IT IS NOT THE FIRST AND IT WILL NOT BE THE LAST

Long Island’s latest offshore wind farm approval is not the first of its kind in the United States.  America’s first offshore wind farm located three miles off the coast of Block Island, Rhode Island, began delivering energy to the Ocean State in December 2016.  Although our neighbor to the north took the inaugural step, New York leads the charge into the future of offshore renewable energy development.  Our coastline boasts some of the world’s strongest offshore winds, and New York State plans to take advantage of these endless oceanic gusts.

The Montauk project is part-and-parcel of a 250-plus square mile area to be developed, with upwards of 200 turbines generating an estimated 2.4 gigawatts to power 1.25 million homes.  New York is studying a 16,740 square-mile area (an area approximately twice the size of New Jersey) stretching from south of Manhattan eastward into the Atlantic, extending out to the break of the continental shelf.  In addition, last month the federal government leased 80,000 acres of land south of Queens County, New York, to international energy giant Statoil for development.  Statoil endeavors to build seventeen miles offshore and provide 800 megawatts of power.  The federal government recently awarded several other offshore leases for development up and down the east coast, from Rhode Island to Virginia.

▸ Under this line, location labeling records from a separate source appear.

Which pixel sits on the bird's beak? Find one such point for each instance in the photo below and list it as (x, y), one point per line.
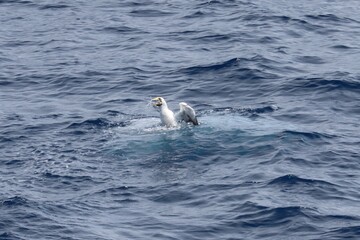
(156, 102)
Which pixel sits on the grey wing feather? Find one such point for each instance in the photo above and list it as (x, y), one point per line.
(186, 114)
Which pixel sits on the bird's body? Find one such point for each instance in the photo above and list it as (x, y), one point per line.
(169, 119)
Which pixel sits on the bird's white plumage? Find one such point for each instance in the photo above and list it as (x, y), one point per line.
(169, 119)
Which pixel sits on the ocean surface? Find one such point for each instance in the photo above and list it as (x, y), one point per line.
(276, 87)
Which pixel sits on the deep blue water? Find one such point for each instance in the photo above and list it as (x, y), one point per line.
(276, 85)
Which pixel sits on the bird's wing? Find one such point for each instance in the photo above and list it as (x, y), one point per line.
(186, 114)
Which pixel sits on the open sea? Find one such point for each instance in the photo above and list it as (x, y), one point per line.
(276, 87)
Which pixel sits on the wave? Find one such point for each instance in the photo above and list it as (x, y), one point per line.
(96, 123)
(292, 180)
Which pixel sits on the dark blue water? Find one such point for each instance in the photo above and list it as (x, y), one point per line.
(276, 85)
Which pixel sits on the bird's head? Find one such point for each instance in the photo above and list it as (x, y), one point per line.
(158, 101)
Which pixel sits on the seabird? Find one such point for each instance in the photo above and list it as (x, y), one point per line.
(169, 119)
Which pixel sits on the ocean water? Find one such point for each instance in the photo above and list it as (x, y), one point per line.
(275, 84)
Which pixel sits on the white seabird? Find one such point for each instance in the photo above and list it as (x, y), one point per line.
(169, 119)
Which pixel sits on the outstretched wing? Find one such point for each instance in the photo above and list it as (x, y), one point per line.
(186, 114)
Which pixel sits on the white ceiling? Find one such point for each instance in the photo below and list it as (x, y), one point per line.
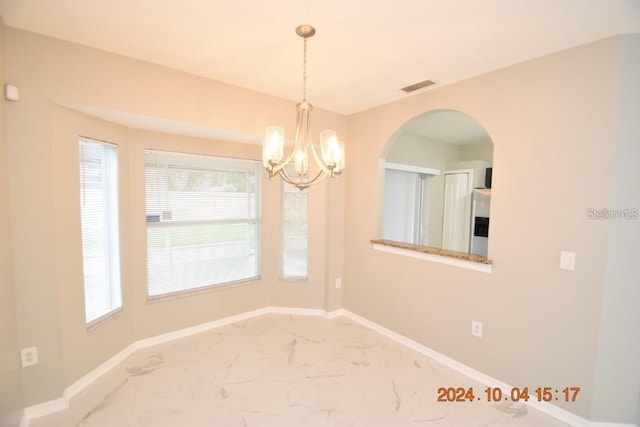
(364, 50)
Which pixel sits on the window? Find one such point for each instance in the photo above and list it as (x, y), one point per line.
(99, 217)
(202, 216)
(406, 194)
(295, 218)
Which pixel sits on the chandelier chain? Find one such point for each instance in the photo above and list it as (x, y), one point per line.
(304, 72)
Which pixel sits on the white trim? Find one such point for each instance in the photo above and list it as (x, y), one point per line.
(61, 404)
(441, 259)
(411, 168)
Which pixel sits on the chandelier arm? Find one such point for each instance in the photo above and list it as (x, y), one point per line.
(320, 162)
(320, 176)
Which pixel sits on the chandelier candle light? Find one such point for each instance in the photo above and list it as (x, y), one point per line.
(331, 161)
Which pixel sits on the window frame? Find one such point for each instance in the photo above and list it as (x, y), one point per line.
(112, 231)
(170, 225)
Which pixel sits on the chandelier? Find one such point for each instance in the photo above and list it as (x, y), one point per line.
(294, 169)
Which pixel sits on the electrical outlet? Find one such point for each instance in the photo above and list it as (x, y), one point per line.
(476, 329)
(567, 260)
(29, 356)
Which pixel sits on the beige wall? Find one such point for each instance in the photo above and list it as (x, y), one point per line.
(554, 134)
(60, 83)
(618, 358)
(542, 326)
(11, 402)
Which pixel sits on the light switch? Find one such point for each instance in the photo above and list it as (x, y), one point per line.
(567, 260)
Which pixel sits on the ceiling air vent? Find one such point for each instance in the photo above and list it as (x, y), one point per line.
(418, 85)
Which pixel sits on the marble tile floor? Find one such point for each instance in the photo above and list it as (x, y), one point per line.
(288, 371)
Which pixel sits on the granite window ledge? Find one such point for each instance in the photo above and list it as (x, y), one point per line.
(442, 256)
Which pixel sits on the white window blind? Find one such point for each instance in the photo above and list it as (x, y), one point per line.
(295, 221)
(203, 218)
(402, 206)
(99, 217)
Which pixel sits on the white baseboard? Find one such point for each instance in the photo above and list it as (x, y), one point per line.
(61, 404)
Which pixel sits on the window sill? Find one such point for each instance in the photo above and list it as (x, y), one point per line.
(442, 256)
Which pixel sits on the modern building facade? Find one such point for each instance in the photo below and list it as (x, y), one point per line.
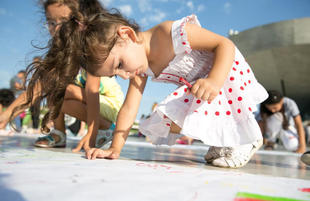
(279, 54)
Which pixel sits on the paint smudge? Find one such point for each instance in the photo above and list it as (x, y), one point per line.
(305, 190)
(242, 196)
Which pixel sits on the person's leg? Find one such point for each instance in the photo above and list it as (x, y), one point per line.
(273, 127)
(289, 139)
(73, 105)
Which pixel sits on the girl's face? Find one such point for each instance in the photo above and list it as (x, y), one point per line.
(56, 14)
(275, 107)
(126, 59)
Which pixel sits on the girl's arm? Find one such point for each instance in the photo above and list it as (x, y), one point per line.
(224, 50)
(125, 119)
(93, 110)
(301, 134)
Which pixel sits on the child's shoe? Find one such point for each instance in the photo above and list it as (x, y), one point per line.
(217, 152)
(306, 158)
(239, 156)
(104, 136)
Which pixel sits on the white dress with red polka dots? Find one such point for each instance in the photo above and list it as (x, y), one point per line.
(227, 121)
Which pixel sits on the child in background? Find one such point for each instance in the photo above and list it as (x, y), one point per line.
(6, 98)
(280, 118)
(214, 105)
(91, 99)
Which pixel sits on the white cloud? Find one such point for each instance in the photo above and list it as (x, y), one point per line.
(144, 5)
(190, 5)
(227, 7)
(5, 77)
(105, 3)
(153, 18)
(158, 16)
(200, 8)
(126, 10)
(2, 11)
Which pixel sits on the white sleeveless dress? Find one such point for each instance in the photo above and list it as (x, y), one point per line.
(227, 121)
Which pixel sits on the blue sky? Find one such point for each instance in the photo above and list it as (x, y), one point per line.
(21, 25)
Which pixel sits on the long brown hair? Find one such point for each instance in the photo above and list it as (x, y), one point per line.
(59, 66)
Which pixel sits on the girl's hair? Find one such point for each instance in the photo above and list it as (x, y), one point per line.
(273, 98)
(6, 97)
(60, 64)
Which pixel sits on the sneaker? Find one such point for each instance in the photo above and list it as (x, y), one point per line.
(104, 137)
(239, 156)
(306, 158)
(217, 152)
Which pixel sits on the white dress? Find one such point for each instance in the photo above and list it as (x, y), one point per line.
(227, 121)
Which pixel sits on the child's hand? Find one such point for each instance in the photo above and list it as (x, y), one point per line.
(205, 89)
(94, 153)
(3, 120)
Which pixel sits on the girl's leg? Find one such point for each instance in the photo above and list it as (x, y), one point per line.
(74, 105)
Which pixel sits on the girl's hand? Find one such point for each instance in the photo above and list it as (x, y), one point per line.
(3, 120)
(94, 153)
(301, 149)
(205, 89)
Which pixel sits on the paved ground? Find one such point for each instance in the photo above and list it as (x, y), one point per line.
(144, 172)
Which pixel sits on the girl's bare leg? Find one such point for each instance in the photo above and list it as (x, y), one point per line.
(74, 105)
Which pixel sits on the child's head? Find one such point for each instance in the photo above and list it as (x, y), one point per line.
(274, 102)
(6, 97)
(111, 46)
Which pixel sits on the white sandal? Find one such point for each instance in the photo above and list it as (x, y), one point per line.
(51, 141)
(217, 152)
(239, 156)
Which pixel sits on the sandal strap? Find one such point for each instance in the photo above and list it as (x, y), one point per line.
(61, 136)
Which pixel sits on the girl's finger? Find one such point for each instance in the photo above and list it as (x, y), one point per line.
(89, 153)
(79, 147)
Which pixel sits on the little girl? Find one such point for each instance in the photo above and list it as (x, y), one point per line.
(91, 99)
(217, 89)
(280, 118)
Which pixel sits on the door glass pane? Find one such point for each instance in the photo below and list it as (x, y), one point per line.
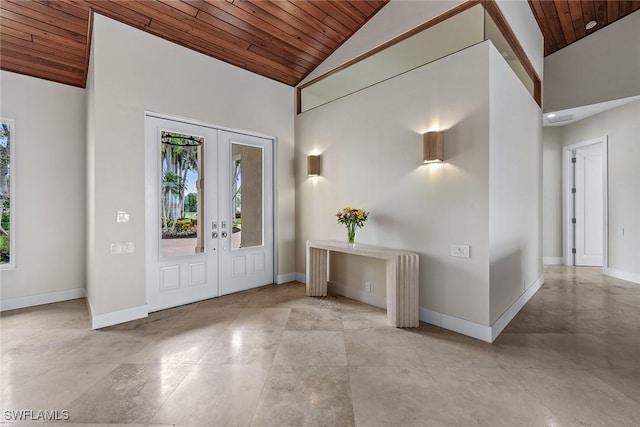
(246, 195)
(6, 171)
(181, 194)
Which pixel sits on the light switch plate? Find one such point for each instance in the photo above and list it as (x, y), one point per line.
(122, 216)
(461, 251)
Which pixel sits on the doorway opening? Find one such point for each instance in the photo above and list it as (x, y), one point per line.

NOTES FROM BLOCK ISLAND – THE LOCAL IMPACTS OF DEVELOPMENT

Deepwater Wind’s Block Island project boosted the local economy and showcases many benefits of clean, renewable energy development.  Five offshore turbines harness wind energy capable of powering 17,000 homes.  This wind energy meets 90% of Block Island’s power needs, and additional energy is sent back to the electricity grid.  The developer (Deepwater Wind) is a locally-based company and is an expanding business in the region.  During construction, the project employed more than 300 local workers over two years, including local contractors.  Many more workers will be employed to maintain, repair and update the farm.  Atlantic Pioneer, the vessel that transported the project’s crews, was built in Rhode Island and will service the Block Island farm for at least twenty years.  Lastly, and most importantly, the farm accomplished the overall goal of harnessing wind energy by producing upwards of 30 megawatts of clean, renewable energy.

WHAT’S ON THE HORIZON

New York City and Long Island consume almost half of New York’s annual electricity usage, and continued development of Long Island’s East End fuels electricity consumption.  In an effort to suffice 50% of the State’s electricity needs with renewable energy by 2030, public and private parties alike are investing tremendously to research and develop additional sites to harness nature’s invisible gift.  To provide for efficient and cost-effective paths to develop offshore wind farms, the State issued a Blue Print for the New York State Offshore Wind Master Plan in September 2016 and anticipates releasing an Offshore Wind Master Plan by the end of 2017.